Awa Ly – Sängerin ohne Grenzen

In ihren Songs mischt die französisch-senegalesische Sängerin ihre Wurzeln mit starken politischen Statements.

Text: Karen Horn

Aber wo, wo ist eure Menschlichkeit?“, seufzt Awa Ly in dem Song „Here and Everywhere“. Das sanfte, melancholische Lied, das die französische Singer-Songwriterin, Schauspielerin und Produzentin 2013 geschrieben hat, ist ein aufrüttelnder Appell, etwas zu unternehmen, um das Sterben im Mittelmeer zu beenden. „Hierher zu kommen / ist kein Verbrechen / auf der Flucht vor Krieg und Armut / auf der Suche nach Freude und Freiheit“, ruft sie in Erinnerung und malt sich aus, wie es für die Migranten sein muss, ihr Leben aufs Spiel zu setzen, ihre Freunde in den Wellen zu verlieren und vergeblich auf eine Antwort aus Ländern zu warten, in denen sie letztlich unerwünscht sind.


Awa Ly hat ihr Lied der Freiheit, Teil des Albums „Five and a Feather“, als eine Art internationale Flaschenpost auf die Reise geschickt, indem sie Musiker aus aller Welt dazu einlud, eine Strophe in ihrer jeweiligen Landessprache hinzuzufügen.
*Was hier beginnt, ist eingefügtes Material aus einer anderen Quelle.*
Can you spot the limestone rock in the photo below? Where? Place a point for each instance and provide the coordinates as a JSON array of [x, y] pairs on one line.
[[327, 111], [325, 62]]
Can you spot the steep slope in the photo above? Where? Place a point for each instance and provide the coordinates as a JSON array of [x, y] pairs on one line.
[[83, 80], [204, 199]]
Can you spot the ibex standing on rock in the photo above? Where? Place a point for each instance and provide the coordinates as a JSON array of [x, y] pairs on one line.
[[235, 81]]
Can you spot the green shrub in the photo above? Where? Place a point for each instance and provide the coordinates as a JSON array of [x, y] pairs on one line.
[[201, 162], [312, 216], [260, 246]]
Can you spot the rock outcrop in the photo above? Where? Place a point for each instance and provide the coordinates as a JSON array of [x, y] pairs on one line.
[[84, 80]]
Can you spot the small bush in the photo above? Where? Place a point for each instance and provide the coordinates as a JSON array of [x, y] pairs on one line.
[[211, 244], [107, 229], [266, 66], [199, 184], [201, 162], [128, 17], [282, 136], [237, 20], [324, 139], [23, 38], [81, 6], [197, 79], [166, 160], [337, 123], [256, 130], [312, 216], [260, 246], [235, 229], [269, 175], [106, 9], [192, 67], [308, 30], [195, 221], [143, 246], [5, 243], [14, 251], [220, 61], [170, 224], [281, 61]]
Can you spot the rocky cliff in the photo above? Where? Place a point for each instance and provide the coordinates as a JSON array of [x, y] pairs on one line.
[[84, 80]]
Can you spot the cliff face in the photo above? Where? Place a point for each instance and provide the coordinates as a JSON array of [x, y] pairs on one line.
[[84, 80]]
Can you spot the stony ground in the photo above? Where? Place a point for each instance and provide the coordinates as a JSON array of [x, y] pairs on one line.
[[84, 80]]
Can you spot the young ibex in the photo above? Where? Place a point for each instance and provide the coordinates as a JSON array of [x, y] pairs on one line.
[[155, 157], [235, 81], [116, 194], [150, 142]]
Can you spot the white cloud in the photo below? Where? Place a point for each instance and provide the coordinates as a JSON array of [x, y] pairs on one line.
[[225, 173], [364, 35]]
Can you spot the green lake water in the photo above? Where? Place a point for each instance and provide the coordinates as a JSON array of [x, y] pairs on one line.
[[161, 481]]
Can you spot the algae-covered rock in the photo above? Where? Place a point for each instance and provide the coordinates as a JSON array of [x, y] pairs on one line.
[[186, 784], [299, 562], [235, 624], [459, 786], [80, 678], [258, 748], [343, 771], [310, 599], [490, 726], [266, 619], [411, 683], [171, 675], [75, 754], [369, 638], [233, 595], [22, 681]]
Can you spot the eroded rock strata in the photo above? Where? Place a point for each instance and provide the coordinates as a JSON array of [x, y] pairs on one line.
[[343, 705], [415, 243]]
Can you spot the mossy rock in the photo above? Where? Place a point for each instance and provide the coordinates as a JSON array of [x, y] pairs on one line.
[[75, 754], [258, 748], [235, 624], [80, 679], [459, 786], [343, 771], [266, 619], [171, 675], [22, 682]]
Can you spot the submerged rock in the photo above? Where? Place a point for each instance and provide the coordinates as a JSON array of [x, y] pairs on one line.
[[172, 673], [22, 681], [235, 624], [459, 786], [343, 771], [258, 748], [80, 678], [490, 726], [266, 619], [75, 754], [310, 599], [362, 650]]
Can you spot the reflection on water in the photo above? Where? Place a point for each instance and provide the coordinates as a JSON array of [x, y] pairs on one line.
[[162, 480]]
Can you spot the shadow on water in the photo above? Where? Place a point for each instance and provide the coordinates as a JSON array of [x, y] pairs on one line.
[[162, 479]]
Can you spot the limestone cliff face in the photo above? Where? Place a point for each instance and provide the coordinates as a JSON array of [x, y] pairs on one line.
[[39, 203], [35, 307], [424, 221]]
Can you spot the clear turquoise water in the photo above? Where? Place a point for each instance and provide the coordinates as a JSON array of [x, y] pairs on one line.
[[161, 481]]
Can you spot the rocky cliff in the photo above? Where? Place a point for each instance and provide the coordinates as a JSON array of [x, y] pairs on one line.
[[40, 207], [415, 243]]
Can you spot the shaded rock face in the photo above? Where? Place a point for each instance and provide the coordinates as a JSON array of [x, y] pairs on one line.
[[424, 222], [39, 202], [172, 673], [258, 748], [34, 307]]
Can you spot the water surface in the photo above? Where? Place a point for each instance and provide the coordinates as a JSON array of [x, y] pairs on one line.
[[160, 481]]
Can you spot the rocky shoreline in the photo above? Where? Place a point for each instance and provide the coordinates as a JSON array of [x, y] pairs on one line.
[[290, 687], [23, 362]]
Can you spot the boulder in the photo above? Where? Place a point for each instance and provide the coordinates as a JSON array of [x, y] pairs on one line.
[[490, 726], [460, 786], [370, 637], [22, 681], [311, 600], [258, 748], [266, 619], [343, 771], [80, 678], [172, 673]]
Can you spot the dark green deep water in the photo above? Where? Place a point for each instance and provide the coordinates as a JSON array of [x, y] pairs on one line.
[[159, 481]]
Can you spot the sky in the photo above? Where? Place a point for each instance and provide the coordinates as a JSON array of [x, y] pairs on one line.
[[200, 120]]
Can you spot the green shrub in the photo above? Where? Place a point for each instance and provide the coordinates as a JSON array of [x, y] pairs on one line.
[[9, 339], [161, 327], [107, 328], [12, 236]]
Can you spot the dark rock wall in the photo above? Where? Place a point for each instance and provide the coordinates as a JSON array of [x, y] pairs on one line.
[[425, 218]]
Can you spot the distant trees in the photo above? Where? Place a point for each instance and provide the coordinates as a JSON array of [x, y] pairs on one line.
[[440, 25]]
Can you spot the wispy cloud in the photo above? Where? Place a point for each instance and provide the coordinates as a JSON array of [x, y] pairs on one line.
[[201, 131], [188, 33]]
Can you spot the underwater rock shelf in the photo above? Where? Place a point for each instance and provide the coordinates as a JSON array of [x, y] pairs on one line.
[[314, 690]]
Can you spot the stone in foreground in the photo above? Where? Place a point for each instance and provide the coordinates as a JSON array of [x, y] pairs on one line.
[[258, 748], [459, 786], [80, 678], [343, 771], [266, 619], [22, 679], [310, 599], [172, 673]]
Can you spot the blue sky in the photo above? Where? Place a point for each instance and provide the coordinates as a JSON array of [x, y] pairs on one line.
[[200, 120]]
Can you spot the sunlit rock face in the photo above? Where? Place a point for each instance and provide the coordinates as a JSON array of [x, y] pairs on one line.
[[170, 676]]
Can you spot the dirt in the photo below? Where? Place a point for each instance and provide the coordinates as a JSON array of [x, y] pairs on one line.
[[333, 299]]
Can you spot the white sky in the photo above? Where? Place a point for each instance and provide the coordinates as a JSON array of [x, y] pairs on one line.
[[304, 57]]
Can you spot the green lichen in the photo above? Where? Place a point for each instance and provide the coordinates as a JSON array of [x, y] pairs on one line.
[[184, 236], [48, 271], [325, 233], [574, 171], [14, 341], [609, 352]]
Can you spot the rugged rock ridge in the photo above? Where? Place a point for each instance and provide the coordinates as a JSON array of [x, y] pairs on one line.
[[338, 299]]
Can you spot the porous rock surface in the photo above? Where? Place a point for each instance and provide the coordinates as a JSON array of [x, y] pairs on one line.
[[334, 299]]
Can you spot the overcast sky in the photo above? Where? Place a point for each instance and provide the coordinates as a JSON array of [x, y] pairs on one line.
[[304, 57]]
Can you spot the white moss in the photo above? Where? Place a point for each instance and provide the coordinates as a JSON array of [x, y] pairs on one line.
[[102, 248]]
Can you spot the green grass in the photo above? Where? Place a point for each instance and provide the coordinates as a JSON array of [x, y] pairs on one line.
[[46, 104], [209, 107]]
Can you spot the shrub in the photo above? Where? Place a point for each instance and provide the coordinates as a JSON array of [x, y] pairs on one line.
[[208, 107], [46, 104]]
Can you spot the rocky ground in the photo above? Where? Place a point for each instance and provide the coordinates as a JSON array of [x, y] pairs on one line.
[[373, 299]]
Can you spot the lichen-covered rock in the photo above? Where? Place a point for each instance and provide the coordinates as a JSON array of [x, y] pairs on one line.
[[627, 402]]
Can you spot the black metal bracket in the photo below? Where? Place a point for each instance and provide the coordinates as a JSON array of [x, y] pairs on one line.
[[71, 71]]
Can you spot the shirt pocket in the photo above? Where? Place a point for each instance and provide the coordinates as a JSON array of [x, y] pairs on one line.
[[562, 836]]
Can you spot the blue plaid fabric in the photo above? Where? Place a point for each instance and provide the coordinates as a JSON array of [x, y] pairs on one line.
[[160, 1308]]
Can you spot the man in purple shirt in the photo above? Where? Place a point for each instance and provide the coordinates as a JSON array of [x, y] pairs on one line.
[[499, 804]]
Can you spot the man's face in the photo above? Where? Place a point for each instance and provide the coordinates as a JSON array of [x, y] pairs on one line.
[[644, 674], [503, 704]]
Inzwischen gibt es davon unter anderem Versionen aus Frankreich, Italien, Kroatien, Tunesien, Brasilien, Argentinien und von den Kapverden.

Mystisches Ausnahmetalent

Nicht alle Kompositionen von Awa Ly, die 1977 in Paris als Kind senegalesischer Eltern auf die Welt gekommen ist, tragen eine derart unmittelbare politische Botschaft. Zumeist geht es in ihnen mehr um zarte Gefühle, um Liebe und Freundschaft. Die durch alle Welt tourende Musikerin, die in den Fachblättern als „wahres Ausnahmetalent“ mit einer „phänomenalen Bühnenpräsenz“ und „samtiger“, gar „mystischer“ Stimme gepriesen wird, ist in Deutschland unter anderem schon auf dem Rheingau Musik Festival aufgetreten. Sie bezeichnet ihren Stil als „sehr folkloristischen Pop mit Verunreinigungen aus Blues und Jazz“.


Als Inspirationen nennt sie Sarah Vaughan, Ella Fitzgerald und Nina Simone aus dem Jazz ebenso wie die World-Musikerinnen Susheela Raman, Rokia Traoré, Asa und Hindi Zahra. Die polyglotte Weltbürgerin mischt Elemente aus verschiedenen Kulturen, sodass neben Steel-Gitarre und Trompeten beispielsweise auch die afrikanische Harfe Kora zum Klingen kommt, das Lamellenklavier Senza und das chinesische Streichinstrument Erhu. Die Liebe zur Musik ist ihr schon im Elternhaus vermittelt worden – der Vater besaß, wie sie sagt, eine sehr umfassende Plattensammlung, in der westafrikanische Musik auf Simon & Garfunkel, Neil Young, Jazz und afrokubanische Orchester traf.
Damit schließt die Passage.